Streaming to an Amazon S3 destination
Streaming pipelines can use Amazon S3 as a direct storage destination. This page describes the prerequisites, process, and other considerations of using Amazon S3 as a streaming pipeline destination.
You should have arrived here by first reading about the Create streaming pipeline wizard.
Prerequisites
- You need an AWS account.
- You need permissions to create and manage S3 buckets in AWS.

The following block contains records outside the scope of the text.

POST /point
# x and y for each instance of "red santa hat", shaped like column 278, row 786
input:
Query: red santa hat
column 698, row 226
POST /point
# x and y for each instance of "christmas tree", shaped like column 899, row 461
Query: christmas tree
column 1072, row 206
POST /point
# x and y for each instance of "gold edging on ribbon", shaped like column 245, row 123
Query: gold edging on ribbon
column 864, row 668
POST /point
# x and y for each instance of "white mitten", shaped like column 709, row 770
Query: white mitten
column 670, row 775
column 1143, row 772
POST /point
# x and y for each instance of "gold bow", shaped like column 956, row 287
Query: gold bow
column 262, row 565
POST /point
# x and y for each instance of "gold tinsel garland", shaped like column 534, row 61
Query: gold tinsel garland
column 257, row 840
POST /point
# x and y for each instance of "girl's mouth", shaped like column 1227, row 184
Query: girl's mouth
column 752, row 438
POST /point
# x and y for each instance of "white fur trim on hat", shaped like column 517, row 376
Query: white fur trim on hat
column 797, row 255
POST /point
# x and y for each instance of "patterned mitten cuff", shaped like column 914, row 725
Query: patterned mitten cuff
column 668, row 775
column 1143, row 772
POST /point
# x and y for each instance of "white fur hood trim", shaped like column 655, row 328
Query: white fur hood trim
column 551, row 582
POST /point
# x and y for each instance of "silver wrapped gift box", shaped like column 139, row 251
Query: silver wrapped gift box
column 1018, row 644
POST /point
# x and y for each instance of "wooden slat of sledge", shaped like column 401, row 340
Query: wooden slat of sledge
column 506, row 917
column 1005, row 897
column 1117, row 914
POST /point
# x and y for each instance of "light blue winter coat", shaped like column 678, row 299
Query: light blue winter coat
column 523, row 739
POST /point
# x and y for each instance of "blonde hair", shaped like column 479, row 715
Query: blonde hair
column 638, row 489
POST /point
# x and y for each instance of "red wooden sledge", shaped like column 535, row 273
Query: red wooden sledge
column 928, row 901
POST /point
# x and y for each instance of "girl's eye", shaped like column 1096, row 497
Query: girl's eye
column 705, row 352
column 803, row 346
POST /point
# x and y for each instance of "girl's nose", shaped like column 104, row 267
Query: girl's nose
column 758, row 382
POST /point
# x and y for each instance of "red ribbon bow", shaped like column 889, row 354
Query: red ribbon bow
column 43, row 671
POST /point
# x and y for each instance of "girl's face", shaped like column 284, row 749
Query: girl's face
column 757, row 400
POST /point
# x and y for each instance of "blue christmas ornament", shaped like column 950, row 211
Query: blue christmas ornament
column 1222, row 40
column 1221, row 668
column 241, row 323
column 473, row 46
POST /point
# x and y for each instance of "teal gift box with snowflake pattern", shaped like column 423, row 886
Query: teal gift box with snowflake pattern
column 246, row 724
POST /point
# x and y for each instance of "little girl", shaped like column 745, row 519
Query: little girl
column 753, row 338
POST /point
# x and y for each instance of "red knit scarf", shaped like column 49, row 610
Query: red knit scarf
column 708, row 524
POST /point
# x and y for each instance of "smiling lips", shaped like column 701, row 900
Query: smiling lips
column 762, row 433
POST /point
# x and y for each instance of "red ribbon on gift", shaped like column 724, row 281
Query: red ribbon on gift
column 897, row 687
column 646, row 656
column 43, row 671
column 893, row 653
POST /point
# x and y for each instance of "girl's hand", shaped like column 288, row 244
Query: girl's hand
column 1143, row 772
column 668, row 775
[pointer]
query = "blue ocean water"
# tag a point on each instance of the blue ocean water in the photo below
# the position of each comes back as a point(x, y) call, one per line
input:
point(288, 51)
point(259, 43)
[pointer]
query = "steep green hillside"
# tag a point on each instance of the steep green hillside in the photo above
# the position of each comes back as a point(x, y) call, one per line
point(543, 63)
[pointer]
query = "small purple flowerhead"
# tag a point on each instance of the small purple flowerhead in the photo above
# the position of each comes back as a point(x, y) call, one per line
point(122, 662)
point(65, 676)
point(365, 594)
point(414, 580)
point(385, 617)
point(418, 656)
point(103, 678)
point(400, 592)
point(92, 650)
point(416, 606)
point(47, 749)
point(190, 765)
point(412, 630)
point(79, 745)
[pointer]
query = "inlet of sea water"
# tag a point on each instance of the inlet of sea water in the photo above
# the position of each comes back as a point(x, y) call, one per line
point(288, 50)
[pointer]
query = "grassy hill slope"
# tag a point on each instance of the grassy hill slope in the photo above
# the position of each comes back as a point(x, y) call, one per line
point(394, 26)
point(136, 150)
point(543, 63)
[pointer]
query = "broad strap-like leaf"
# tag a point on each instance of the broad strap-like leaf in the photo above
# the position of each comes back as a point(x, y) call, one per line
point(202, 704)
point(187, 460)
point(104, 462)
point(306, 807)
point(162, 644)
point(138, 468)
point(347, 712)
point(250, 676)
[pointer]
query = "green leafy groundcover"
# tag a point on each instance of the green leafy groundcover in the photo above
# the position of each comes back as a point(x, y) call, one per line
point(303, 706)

- You'll need to ensure that the IAM role used by the streaming agent has
PutObject
permissions for the S3 bucket and its prefix to be used as the destination by the pipeline.
Destination configuration
Refer to this section to complete the Destination configuration section of the Create streaming pipeline wizard.
Bucket
= string
The name of the Amazon S3 bucket you want to use as a destination. Find your bucket name in the AWS Management Console under Services → S3.
Note
This must be the base directory of the S3 bucket, it is not currently possible to use a sub-directory.
Prefix
= string
The prefix is the name of the "folder" or a location within the S3 bucket that all streaming data for this pipeline should be saved to. You can have multiple agents using the same bucket with different prefixes.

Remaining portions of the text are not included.